A novel method for time series prediction based on error decomposition and nonlinear combination of forecasters

Abstract For time series prediction, hybrid systems that combine linear and nonlinear models can provide more accurate performance than a single model. However, the irregularity of the error series and the unknown nature of combinations of different forecasters may strongly impact the performance of hybrid systems. Therefore, in this paper, we propose a novel method for time series prediction, in which error decomposition and a nonlinear combination of forecasters are introduced.
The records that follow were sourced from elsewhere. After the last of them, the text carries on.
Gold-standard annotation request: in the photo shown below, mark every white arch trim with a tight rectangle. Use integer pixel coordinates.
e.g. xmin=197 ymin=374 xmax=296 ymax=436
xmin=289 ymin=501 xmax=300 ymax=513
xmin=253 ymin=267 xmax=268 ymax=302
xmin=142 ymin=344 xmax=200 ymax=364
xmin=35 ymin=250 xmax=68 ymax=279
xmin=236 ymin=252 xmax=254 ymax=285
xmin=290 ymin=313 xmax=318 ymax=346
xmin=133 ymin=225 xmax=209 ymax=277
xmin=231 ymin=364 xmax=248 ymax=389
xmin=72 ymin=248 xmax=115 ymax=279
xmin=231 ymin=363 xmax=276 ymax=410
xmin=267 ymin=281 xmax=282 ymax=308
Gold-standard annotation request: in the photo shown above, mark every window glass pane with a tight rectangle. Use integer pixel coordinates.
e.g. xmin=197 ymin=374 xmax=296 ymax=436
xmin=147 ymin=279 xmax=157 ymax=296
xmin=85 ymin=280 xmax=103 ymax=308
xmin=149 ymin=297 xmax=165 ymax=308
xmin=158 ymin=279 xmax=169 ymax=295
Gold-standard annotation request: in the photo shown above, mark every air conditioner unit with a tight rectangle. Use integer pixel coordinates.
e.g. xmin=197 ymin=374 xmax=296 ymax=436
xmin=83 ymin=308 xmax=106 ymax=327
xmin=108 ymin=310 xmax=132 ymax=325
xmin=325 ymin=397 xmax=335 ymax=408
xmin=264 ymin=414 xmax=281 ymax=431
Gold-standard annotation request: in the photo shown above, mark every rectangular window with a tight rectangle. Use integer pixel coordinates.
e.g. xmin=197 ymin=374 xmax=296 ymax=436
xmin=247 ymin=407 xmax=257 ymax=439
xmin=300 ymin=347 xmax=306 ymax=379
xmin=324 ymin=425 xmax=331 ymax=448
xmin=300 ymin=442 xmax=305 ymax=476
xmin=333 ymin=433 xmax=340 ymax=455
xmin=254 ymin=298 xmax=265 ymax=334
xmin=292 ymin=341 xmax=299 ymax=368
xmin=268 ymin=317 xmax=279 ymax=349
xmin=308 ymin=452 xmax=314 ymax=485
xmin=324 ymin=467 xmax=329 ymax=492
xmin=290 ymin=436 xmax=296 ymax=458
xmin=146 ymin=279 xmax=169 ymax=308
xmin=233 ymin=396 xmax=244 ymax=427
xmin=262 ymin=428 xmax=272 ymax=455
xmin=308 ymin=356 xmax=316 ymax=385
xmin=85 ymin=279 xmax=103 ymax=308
The proposed method performs the following: (i) linear modeling to obtain the error series, (ii) error decomposition by using variational mode decomposition (VMD), (iii) nonlinear modeling and a phase fix procedure for the error subseries, and (iv) a combination of forecasters through an appropriate combination function generated by a nonlinear model. By using the proposed method, this paper constructs two hybrid systems, in which the autoregressive integrated moving average (ARIMA) is used for linear modeling, and two artificial intelligence (AI) models, namely, the multilayer perceptron (MLP) and support vector regression (SVR), are used for nonlinear modeling and combination, respectively. Finally, four time series data sets, six evaluation metrics, two single models and thirteen hybrid systems are used to assess the effectiveness of the proposed method. The empirical results show that hybrid systems based on error decomposition and a nonlinear combination of forecasters can achieve better performance than some existing systems and models.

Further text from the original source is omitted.